I wrote:
>> The minimum-refactoring solution to this would be to tweak
>> pg_do_encoding_conversion() so that if the src_encoding is SQL_ASCII but
>> the dest_encoding isn't, it does pg_verify_mbstr() rather than nothing.

>> I'm not sure if this would break anything we need to have work,
>> though.  Thoughts?  Do we want to back-patch such a change?

> I looked through all the callers of pg_do_encoding_conversion(), and
> AFAICS this change is a good idea.  There are a whole bunch of places
> that use pg_do_encoding_conversion() to convert from the database encoding
> to encoding X (most usually UTF8), and right now if you do that in a
> SQL_ASCII database you have no assurance whatever that what is produced
> is actually valid in encoding X.  I think we need to close that loophole.

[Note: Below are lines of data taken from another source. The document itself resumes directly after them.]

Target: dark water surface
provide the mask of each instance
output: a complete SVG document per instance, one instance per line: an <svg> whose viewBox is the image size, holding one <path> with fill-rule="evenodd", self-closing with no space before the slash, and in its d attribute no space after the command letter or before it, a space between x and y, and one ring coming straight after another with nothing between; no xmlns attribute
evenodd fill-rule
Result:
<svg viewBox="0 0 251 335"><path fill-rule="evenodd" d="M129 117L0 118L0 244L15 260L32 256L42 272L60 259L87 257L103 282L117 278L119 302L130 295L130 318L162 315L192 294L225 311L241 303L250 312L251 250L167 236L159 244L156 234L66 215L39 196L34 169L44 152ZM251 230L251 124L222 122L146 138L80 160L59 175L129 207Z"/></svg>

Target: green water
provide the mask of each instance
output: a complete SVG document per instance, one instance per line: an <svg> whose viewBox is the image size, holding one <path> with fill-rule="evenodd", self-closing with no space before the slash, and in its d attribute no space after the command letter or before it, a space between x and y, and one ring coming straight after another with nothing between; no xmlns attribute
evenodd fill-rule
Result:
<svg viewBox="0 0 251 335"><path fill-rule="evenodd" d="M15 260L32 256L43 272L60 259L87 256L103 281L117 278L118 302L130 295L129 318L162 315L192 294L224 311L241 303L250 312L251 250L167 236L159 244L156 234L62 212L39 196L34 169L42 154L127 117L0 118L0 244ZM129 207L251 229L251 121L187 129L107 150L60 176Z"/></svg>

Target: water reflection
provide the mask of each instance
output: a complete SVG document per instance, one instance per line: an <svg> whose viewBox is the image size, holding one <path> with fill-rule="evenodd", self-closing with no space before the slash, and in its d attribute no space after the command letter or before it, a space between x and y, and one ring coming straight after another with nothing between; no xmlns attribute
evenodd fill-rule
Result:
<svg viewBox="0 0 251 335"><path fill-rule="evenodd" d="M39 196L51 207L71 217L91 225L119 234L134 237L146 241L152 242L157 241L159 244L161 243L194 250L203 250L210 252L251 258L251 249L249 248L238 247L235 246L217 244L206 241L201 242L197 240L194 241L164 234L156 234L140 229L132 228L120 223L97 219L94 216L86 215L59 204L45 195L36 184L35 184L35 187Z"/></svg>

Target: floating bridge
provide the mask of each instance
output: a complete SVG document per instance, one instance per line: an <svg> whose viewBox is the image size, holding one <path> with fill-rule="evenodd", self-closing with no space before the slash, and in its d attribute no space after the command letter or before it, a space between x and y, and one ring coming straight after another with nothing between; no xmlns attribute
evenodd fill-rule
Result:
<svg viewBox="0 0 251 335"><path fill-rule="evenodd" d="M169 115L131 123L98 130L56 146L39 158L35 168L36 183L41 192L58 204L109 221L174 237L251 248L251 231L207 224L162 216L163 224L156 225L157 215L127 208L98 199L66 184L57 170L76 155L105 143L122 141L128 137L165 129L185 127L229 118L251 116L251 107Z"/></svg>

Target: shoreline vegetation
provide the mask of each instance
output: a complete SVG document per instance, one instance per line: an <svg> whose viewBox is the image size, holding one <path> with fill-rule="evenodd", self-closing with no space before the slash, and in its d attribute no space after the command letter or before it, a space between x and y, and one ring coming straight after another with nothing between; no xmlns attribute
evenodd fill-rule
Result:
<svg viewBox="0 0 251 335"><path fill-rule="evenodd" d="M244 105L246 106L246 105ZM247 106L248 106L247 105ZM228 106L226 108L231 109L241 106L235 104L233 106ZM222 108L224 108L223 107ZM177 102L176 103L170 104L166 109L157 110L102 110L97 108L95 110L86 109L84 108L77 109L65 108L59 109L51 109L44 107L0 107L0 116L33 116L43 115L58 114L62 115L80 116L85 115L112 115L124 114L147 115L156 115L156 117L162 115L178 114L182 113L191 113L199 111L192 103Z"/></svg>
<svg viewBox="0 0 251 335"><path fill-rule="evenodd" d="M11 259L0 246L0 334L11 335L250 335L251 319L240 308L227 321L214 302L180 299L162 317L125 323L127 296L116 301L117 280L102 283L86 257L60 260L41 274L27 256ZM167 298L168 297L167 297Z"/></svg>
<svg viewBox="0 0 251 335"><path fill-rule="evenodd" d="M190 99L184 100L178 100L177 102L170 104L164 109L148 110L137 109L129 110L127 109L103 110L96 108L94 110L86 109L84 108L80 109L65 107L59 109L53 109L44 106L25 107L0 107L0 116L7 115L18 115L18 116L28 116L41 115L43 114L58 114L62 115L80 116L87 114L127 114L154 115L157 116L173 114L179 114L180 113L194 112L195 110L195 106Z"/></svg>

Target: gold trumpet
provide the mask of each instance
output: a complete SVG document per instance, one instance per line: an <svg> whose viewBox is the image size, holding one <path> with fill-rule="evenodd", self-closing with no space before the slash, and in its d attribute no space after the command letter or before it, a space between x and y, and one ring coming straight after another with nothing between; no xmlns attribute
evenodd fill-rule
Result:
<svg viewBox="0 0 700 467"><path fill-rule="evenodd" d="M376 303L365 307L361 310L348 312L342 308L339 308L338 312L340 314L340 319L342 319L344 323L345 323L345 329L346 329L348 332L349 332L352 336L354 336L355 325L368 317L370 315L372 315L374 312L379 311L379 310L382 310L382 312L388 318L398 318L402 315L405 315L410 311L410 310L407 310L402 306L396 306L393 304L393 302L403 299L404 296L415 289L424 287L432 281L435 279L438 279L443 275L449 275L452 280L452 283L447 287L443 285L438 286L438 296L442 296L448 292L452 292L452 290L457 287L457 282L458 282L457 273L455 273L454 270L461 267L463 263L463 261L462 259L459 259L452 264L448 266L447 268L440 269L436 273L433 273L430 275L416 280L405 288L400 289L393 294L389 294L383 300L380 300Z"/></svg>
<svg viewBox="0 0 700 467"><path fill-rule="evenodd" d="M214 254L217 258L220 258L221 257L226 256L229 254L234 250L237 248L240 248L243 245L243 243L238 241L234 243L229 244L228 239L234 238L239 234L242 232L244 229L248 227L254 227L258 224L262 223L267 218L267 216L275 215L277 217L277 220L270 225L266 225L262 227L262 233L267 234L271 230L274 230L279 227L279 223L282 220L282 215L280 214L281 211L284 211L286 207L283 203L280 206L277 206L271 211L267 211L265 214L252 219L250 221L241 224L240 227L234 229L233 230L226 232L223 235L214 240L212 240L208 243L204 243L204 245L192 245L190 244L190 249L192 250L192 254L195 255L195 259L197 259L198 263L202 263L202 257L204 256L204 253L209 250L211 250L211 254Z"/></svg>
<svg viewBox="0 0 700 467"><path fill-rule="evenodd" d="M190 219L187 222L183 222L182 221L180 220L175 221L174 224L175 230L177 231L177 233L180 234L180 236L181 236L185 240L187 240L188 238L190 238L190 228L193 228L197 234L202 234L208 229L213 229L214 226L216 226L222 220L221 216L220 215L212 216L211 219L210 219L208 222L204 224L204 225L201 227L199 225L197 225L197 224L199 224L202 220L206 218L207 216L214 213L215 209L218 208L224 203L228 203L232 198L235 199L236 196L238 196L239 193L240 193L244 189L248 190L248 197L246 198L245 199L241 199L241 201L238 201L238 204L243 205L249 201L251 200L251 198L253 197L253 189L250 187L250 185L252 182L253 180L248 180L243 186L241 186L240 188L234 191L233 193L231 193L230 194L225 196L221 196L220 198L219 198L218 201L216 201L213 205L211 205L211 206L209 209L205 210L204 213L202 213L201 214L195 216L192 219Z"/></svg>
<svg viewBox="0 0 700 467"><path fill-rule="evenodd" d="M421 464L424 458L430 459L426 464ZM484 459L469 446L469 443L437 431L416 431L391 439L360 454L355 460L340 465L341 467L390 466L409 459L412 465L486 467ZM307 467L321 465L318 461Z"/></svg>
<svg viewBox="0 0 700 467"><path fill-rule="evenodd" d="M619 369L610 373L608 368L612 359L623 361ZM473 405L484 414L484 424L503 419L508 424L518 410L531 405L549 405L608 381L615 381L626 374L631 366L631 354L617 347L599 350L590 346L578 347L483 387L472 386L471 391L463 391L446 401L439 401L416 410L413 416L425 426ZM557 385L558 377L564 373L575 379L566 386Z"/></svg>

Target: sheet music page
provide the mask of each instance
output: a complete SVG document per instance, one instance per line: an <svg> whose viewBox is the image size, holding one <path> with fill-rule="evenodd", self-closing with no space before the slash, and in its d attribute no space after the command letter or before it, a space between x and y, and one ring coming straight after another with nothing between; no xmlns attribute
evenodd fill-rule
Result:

The more I looked into mbutils.c, the less happy I got.  The attached
proposed patch takes care of the missing-verification hole in
pg_do_encoding_conversion() and pg_server_to_any(), and also gets rid
of what I believe to be obsolete provisions in pg_do_encoding_conversion
to "work" if called outside a transaction --- if you consider it working
to completely fail to honor its API contract.  That should no longer be
necessary now that we perform client<->server encoding conversions via
perform_default_encoding_conversion rather than here.

For testing I inserted an "Assert(IsTransactionState());" at the top of
pg_do_encoding_conversion(), and couldn't trigger it, so I'm fairly sure
this change is OK.  Still, back-patching it might not be a good thing.
On the other hand, if there is still any code path that can get here
outside a transaction, we probably ought to find out rather than allow
completely bogus data to be returned.

I also made some more-cosmetic improvements, notably removing a bunch
of Asserts that are certainly dead code because the relevant variables
are never NULL.

I've not done anything yet about simplifying unnecessary calls of
pg_do_encoding_conversion into pg_server_to_any/pg_any_to_server.

How much of this is back-patch material, do you think?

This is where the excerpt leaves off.